ARC is the patch on the patch on the patch
The current answer is ARC, the Authenticated Received Chain, RFC 8617, published in 2019 — five years after Yahoo lit the fire. ARC lets each intermediary record the authentication results it saw before it touched the message, and seal that record with its own signature. The final receiver reads the chain and reasons: SPF and DKIM fail now, but a forwarder I trust attests they passed before the list got its hands on it, so I’ll deliver anyway.
Read that again. “A forwarder I trust.” ARC doesn’t restore authentication; it asks you to trust an intermediary’s word that authentication used to hold. The entire premise of DMARC was to stop trusting hops you can’t verify.
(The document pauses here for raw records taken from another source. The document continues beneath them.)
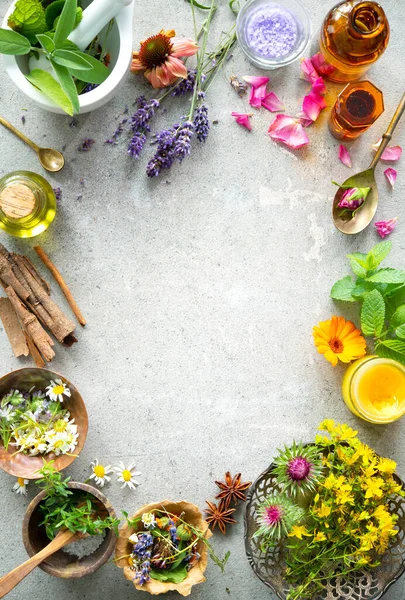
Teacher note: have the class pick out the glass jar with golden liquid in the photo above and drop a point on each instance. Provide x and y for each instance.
(27, 204)
(374, 389)
(353, 36)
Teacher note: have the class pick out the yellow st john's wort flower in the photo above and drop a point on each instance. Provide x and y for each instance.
(338, 339)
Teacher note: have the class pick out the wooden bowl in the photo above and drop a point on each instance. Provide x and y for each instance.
(62, 564)
(193, 516)
(20, 464)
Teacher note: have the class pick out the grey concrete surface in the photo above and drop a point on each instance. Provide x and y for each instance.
(200, 289)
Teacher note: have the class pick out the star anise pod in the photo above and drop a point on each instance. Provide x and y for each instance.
(215, 515)
(232, 490)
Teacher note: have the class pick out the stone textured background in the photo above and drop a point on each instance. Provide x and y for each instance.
(200, 289)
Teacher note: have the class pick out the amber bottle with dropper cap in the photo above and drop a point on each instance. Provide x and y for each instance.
(27, 204)
(353, 36)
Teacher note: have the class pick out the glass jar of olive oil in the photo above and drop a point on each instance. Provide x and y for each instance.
(27, 204)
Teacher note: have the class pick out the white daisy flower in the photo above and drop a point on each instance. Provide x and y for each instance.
(127, 475)
(100, 473)
(57, 389)
(20, 486)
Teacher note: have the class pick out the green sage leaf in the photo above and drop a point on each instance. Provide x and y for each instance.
(342, 289)
(13, 43)
(71, 60)
(388, 276)
(373, 314)
(66, 21)
(51, 88)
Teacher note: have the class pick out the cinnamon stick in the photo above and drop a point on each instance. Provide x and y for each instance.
(13, 328)
(32, 326)
(61, 282)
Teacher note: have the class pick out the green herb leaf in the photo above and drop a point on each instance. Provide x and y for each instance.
(173, 575)
(342, 289)
(71, 60)
(13, 43)
(388, 276)
(373, 314)
(46, 42)
(97, 74)
(67, 84)
(398, 318)
(377, 255)
(66, 22)
(51, 88)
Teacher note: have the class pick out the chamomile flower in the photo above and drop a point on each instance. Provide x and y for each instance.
(127, 475)
(57, 389)
(20, 486)
(100, 473)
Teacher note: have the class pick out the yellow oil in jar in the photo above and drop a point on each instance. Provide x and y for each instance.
(27, 204)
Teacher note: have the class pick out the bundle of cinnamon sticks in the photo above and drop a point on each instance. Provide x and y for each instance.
(28, 313)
ARC’s answer is to reintroduce trusted hops, carefully, with signatures. We’ve come all the way around.
And it only works if the receiver honors your seal, which means the receiver has to decide your intermediary is trustworthy — a reputation judgment, not a cryptographic one. Gmail and Outlook honor ARC from forwarders they already trust. A small forwarder nobody’s heard of gets no such benefit of the doubt.
The actual lesson
Count the layers. SPF to authorize senders. SRS to un-break SPF for forwarding. DKIM to authorize the message instead of the IP. DMARC to enforce the first two. ARC to un-break DMARC for forwarding. Every layer exists to paper over a gap the previous layer opened.
The root cause never moved. SMTP was designed in 1982 for a network where any host relayed mail for any other host, on trust, with no notion of identity. Forwarding wasn’t an edge case in that design — it was the entire point. Every authentication scheme since has been an attempt to bolt identity onto a protocol built on its absence, and forwarding is where the bolt always shears off, because forwarding is the one operation that does exactly what SMTP was built to do.
If you run a forwarder, deploy SRS and ARC and move on; the alternative is worse. But don’t mistake any of it for a solution. It’s scaffolding around a building we can’t condemn, because half the planet still lives in it.